A smart city that wants to make use of bottom-up smart solutions would enable it's residents to be smart by enabling their use of technology. People own cellphones, but they need the skills to use them, and they need to have access to networks in order to be able to use safety solutions or to invent their own. Smart cities in Africa face the problem of getting people connected before they can make use of bottom-up solutions.   

So, I have given you two analytical devices for thinking about smart cities and their possible contribution to urban safety. First to distinguish between a smart city as wealthy and posh or as intelligently seeking understanding. There I unashamedly favour the latter. Second to think about solutions in terms of top-down and bottom-up. Here I favour both, since both have their uses. 

I want to end with three questions for discussion:

  1.  How do we ensure that whatever technology solutions we introduce, the interests that are served are inclusive and not elite?
  2. What are the challenges in deploying effective central, top-down technology solutions for urban safety?
  3.  Can we make better use of distributed, bottom-up systems designed by more stakeholders?

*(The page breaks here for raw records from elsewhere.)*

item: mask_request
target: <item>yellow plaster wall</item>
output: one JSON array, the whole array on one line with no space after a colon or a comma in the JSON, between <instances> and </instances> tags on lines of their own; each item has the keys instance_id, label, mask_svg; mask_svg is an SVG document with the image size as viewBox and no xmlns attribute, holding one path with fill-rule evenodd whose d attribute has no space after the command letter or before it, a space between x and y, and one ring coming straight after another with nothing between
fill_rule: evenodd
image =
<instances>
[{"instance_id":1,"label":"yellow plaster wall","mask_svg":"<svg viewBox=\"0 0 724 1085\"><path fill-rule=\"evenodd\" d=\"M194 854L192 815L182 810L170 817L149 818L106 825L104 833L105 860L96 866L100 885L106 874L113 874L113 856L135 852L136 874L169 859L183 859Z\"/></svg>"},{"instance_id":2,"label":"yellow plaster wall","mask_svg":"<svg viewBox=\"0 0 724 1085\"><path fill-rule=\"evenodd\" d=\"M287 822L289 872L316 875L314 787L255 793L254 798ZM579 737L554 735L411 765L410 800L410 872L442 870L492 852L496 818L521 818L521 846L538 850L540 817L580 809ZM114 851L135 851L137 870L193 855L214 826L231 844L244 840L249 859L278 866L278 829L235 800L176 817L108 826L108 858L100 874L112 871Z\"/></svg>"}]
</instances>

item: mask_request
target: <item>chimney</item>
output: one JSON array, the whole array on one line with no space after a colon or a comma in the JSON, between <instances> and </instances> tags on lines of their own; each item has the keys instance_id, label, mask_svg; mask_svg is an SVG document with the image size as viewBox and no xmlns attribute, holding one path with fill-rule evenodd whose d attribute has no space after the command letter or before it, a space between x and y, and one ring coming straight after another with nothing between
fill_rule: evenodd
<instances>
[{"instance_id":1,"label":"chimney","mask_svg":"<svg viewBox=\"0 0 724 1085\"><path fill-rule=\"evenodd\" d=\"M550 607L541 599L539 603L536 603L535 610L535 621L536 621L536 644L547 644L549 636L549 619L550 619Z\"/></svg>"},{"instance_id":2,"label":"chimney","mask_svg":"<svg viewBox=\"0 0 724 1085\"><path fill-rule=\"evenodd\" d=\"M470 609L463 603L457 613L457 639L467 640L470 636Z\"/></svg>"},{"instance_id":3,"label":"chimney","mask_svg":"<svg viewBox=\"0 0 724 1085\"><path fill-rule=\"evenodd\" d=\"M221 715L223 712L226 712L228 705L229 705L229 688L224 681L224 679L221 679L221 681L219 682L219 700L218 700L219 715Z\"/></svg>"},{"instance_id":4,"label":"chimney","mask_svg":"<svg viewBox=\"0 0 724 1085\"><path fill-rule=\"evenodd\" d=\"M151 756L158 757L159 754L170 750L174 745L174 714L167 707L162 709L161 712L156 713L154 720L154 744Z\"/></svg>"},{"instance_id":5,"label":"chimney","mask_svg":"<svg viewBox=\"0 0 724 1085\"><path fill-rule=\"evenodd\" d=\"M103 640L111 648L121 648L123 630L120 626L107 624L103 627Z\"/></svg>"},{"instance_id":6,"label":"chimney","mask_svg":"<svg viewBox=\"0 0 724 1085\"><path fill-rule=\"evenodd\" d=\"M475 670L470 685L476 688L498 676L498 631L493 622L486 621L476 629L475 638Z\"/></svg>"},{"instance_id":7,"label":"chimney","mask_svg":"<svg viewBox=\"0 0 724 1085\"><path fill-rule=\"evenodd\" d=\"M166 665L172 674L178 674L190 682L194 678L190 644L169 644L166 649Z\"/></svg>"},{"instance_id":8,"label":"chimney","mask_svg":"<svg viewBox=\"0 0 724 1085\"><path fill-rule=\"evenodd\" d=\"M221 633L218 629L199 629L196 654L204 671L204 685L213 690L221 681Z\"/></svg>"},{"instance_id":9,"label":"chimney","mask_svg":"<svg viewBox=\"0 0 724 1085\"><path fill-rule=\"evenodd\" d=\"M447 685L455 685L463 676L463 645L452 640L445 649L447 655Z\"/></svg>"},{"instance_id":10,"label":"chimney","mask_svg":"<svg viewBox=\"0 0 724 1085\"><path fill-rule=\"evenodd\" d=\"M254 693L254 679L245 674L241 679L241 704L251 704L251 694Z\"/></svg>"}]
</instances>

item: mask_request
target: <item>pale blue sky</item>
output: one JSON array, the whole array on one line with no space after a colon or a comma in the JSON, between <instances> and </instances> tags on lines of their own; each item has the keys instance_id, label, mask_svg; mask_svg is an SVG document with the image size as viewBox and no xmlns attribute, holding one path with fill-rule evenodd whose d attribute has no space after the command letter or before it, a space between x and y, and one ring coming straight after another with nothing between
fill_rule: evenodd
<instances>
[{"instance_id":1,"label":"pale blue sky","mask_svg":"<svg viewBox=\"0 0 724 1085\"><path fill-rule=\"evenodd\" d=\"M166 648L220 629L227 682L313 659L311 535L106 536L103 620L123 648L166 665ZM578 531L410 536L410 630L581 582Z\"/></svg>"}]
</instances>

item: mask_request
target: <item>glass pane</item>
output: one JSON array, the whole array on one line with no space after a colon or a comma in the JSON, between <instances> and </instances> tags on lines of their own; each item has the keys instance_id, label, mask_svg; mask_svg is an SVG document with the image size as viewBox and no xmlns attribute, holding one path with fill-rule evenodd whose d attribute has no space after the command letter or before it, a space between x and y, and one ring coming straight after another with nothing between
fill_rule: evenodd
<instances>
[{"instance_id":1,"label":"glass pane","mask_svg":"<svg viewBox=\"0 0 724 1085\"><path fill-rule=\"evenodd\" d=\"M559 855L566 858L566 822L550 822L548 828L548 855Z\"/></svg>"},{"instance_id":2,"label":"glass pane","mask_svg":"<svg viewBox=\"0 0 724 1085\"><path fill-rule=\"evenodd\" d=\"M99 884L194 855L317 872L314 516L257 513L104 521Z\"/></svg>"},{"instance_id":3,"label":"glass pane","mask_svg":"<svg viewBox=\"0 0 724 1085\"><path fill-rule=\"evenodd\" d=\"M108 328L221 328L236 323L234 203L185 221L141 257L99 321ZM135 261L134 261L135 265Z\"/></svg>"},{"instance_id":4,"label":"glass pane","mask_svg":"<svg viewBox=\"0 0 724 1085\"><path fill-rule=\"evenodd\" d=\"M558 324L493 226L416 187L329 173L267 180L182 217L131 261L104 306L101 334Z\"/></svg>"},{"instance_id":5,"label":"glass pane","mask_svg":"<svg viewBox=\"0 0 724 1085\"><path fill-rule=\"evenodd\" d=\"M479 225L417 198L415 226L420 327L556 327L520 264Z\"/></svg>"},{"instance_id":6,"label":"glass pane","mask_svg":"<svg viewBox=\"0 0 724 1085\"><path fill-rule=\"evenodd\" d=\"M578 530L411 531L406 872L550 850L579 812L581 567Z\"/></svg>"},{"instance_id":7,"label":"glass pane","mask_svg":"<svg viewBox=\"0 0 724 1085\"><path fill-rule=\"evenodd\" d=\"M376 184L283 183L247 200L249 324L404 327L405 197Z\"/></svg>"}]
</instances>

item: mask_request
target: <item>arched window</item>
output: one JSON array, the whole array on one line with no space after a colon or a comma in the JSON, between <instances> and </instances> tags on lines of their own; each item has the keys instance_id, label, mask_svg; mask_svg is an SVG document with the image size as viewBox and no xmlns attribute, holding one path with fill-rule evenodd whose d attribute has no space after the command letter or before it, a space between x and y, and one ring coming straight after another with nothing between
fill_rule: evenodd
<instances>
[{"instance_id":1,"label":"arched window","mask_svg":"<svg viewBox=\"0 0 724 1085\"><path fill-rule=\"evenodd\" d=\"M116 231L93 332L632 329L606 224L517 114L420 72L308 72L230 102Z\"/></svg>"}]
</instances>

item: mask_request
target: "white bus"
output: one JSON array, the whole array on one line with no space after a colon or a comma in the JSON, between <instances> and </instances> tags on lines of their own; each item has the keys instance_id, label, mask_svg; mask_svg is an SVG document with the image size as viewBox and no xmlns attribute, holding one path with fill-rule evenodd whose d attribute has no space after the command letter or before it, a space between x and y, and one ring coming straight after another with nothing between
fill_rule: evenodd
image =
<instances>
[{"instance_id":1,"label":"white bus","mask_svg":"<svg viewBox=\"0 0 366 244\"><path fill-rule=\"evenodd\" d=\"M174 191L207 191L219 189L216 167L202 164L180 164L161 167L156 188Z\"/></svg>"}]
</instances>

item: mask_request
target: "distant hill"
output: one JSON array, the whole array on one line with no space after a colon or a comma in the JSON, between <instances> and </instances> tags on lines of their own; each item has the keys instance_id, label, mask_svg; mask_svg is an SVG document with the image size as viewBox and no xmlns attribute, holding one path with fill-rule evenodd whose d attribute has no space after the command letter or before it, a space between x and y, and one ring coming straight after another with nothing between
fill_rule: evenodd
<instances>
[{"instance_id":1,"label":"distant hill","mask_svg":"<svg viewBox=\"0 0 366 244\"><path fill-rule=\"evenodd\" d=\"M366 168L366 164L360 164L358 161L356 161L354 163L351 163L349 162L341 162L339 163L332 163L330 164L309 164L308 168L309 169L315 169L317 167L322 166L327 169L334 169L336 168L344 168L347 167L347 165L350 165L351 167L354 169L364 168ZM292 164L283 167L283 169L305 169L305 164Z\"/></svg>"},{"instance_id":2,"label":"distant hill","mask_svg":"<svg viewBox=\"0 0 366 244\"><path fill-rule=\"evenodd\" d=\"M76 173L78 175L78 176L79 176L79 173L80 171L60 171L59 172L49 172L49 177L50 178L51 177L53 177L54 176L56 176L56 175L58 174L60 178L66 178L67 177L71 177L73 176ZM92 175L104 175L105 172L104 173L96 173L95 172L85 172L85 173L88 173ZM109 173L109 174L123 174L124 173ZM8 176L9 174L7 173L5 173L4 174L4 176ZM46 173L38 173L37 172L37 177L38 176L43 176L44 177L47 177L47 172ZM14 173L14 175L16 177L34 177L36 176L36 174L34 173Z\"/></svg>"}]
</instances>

Cerezo A. (2013). CCTV and Crime Displacement: A Quasi-experimental Evaluation. European Journal of Criminology, 10(2), 222–236.
McCarthy O.T., Caulfield B. and O'Mahoney M. (2016). How transport users perceive personal safety apps. Transportation research part F: Traffic psychology and behaviour, 43, 166–182.

Piza E.L., Caplan J.M. and Kennedy L.W. (2014). Analyzing the Influence of Micro-level Factors on CCTV Camera Effect. Journal of Quantitative Criminology, 30(2), 237-264.

Welsh B.C. and Farrington D.P. (2009) Public Area CCTV and Crime RPevention: An Updated Systematic Review and Meta-Analysis. Justice Quarterly, 26(4).